While the effects of the closure vary between industries, Crask says that businesses that rely on “a high frequency of shipments and are dependent upon suppliers in Asia have been vulnerable, owing to the delays and longer transport times.”

“Our data shows that for every direct supplier a company may have, there will be a further 150 upstream connections in China alone, and if these supplies are arriving by ship, they will need to pass close to the affected region,” Crask explains. “Thankfully, the Red Sea and Suez Canal have not been significantly disrupted, but we know that when these critical pinch points are disrupted, they have outsized impacts on the global economy.”

Five key strategies to add resilience to supply chains

Gerald Edelman LLP offers five resilience strategies for finance leaders. As the world continues to face uncertain times and future supply chain disruptions remain likely, these strategies are informed by lessons that can be learned from the Strait of Hormuz blockade.

“From an accounting perspective, teams may need to reassess inventory valuations, update cost assumptions, review impairment risks and evaluate the impact of increased logistics expenses on margins,” says a Gerald Edelman representative. “Treasury teams are also monitoring foreign exchange volatility and commodity price fluctuations, particularly in energy-intensive sectors.”

  1. The key priority is improving visibility and scenario planning. Finance leaders should model multiple outcomes based on different durations and severities of disruption, allowing management to make faster decisions as conditions evolve.
  2. Cash flow forecasting should be updated more frequently, with particular focus on working capital, supplier payment terms and inventory management. Businesses may consider reviewing credit facilities and liquidity buffers to ensure they have sufficient resilience if disruptions persist.
  3. Closer collaboration between finance, procurement and supply chain teams is essential. Real-time information sharing can help organisations identify cost pressures early and evaluate alternative sourcing, transportation routes or inventory strategies.
  4. Many companies are accelerating investments in supply chain analytics and forecasting tools to improve responsiveness and reduce reliance on single suppliers, routes or regions.
  5. Forecasts, budgets and margin assumptions may need repeated revisions as the true economic impact becomes clearer.

Post-conflict recovery and how to prepare for the future

Even if normal transit resumed immediately, supply chains would not return to normal overnight.
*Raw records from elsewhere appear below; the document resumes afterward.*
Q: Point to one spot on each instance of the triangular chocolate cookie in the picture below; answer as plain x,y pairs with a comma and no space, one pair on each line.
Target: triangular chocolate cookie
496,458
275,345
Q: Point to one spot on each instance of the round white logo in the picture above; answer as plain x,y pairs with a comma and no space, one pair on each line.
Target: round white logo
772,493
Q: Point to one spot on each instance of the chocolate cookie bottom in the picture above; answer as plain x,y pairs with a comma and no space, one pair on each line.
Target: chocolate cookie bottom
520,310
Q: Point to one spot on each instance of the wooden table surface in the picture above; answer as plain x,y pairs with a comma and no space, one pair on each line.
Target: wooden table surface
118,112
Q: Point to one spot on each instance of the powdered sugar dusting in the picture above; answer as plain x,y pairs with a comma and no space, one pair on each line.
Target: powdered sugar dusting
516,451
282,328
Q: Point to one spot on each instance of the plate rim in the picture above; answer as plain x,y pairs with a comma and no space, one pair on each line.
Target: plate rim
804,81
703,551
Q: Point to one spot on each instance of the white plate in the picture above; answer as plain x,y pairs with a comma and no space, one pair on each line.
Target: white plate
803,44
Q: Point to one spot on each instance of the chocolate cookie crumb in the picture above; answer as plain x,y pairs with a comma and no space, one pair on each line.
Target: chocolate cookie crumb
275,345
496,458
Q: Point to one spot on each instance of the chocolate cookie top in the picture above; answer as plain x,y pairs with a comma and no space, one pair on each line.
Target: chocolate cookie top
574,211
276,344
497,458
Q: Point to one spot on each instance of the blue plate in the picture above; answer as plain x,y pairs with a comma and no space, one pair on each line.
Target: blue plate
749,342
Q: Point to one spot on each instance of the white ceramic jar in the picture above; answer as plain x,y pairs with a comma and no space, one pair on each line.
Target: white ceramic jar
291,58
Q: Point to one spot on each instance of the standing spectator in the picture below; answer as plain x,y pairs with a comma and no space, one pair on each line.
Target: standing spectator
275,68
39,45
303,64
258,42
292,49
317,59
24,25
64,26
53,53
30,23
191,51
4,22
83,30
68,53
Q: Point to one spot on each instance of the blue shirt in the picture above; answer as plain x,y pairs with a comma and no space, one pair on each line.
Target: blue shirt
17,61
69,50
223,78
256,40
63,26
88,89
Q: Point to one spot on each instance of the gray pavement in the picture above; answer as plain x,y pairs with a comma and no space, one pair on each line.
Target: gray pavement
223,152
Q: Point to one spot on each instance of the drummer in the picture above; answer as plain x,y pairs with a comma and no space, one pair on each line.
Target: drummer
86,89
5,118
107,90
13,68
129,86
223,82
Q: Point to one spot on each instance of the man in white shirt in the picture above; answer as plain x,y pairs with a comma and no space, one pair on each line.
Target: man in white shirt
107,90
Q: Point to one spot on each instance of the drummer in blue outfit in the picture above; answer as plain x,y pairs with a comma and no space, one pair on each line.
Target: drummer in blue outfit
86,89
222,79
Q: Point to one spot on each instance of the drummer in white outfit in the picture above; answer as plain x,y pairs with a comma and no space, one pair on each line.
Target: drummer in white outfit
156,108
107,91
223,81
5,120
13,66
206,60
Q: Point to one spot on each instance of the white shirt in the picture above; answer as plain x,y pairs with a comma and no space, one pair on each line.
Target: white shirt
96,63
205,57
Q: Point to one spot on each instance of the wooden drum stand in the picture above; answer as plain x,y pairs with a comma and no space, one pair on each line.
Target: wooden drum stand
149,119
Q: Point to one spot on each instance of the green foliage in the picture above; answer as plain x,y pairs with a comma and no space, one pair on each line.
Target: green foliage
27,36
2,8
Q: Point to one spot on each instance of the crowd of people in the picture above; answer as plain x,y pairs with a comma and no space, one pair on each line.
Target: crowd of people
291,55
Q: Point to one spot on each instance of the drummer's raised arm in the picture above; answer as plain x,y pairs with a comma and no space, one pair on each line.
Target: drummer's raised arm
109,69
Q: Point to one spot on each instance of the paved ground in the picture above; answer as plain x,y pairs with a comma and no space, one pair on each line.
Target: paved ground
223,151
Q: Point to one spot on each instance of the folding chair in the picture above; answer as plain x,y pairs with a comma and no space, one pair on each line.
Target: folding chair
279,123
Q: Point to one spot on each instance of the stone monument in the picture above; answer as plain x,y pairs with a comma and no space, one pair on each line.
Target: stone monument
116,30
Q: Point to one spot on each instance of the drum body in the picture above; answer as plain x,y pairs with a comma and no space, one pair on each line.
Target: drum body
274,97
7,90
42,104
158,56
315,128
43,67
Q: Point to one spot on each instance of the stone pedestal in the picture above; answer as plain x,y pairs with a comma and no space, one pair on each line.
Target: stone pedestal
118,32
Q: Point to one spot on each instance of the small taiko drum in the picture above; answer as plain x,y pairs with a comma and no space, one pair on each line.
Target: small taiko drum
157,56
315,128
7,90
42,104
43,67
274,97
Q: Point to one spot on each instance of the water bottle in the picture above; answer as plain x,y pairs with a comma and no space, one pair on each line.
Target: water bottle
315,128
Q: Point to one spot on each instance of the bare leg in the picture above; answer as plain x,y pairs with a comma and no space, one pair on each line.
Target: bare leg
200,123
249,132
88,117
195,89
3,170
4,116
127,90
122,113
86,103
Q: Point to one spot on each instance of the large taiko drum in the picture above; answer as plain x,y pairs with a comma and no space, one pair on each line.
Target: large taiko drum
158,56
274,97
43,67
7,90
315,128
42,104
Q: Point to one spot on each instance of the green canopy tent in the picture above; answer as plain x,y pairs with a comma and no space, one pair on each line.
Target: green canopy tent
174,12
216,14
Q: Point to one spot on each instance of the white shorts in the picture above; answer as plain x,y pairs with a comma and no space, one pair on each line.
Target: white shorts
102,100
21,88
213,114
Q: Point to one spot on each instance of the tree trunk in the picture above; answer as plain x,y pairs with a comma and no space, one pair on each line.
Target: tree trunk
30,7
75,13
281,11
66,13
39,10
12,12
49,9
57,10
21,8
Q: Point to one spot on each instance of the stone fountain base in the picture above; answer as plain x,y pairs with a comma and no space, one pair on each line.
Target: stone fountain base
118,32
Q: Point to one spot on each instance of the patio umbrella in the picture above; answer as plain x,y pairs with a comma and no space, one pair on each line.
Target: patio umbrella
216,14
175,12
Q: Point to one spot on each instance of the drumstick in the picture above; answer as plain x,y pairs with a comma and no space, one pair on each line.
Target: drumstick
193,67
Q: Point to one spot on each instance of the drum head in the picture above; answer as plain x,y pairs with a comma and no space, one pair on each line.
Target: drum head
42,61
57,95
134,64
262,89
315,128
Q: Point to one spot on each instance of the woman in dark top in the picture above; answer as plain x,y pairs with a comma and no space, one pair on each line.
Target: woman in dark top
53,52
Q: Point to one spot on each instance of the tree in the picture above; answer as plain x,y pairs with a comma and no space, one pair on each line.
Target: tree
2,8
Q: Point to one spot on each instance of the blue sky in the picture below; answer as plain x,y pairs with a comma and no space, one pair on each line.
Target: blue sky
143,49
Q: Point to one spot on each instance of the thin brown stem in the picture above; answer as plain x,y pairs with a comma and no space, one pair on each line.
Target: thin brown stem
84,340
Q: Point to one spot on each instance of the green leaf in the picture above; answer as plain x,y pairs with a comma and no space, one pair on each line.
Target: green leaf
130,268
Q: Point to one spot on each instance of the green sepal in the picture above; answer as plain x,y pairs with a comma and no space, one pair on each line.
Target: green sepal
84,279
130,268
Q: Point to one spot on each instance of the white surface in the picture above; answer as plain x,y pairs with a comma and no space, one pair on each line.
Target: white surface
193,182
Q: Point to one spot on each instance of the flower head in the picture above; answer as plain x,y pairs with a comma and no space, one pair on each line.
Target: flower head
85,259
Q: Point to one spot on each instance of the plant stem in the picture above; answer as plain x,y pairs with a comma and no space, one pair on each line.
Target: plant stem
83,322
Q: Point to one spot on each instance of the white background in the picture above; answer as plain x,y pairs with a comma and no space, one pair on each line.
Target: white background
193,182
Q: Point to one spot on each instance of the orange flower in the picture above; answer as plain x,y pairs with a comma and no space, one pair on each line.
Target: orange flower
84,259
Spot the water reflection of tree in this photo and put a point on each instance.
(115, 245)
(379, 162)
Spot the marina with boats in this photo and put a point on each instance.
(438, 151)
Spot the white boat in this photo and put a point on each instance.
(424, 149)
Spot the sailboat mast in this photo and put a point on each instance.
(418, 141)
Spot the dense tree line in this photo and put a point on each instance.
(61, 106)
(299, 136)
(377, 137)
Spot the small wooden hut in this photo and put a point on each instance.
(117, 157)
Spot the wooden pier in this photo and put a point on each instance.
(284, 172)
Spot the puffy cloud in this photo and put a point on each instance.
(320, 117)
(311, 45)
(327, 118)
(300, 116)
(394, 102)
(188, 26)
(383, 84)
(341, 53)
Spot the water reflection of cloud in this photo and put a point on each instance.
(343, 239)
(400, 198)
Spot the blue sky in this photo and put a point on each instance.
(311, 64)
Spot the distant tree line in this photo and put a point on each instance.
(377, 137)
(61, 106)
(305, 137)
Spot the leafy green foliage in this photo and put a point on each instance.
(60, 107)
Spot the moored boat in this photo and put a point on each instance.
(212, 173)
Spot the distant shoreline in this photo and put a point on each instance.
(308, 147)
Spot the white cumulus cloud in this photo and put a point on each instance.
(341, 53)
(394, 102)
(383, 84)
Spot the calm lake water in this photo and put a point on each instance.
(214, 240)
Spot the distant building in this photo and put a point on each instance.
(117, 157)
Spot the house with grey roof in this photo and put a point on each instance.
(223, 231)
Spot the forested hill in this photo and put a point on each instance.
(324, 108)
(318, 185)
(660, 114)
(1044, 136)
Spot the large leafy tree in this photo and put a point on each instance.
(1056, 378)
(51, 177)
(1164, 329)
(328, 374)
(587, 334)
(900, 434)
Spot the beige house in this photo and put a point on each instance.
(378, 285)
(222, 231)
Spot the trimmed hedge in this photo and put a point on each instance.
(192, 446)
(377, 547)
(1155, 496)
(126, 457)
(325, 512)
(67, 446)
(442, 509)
Shipping networks operate on carefully synchronised schedules, and disruptions create knock-on effects that can take weeks or months to unwind, according to Gerald Edelman.

In the long term, financial analyst and founder of software developer Sheet Rows, Dinesh Kumar, advises accountants and financial teams to help businesses shift just-in-time supply chain strategies to ensure they are more robust and to increase the monitoring of solvency for companies along supply chains, which improves transparency.

Kumar says that speed is crucial for future supply chain disruptions: “Each day that the finance team fails to diagnose their exposure, it causes losses on profit margins – and the earlier this is caught, the greater the competitive advantage gained.”

Disruption is the new normal

Even if finance teams and accountants feel well insulated against the events in the Middle East, Crask points out that the crisis in the Strait of Hormuz “is just one of many geopolitical flashpoints on the map today.” 

He advises finance teams and accountants with affected clients to spend more time understanding and modelling geopolitical risks and how they could manifest as risks – or opportunities – for businesses.

Today's supply chains are already operating against a backdrop of geopolitical fragmentation, Red Sea disruptions and ongoing volatility in energy markets. As a result, many finance leaders are increasingly treating resilience as a core financial objective, according to Gerald Edelman. “This may prove to be one of the most lasting consequences of any Strait of Hormuz disruption.”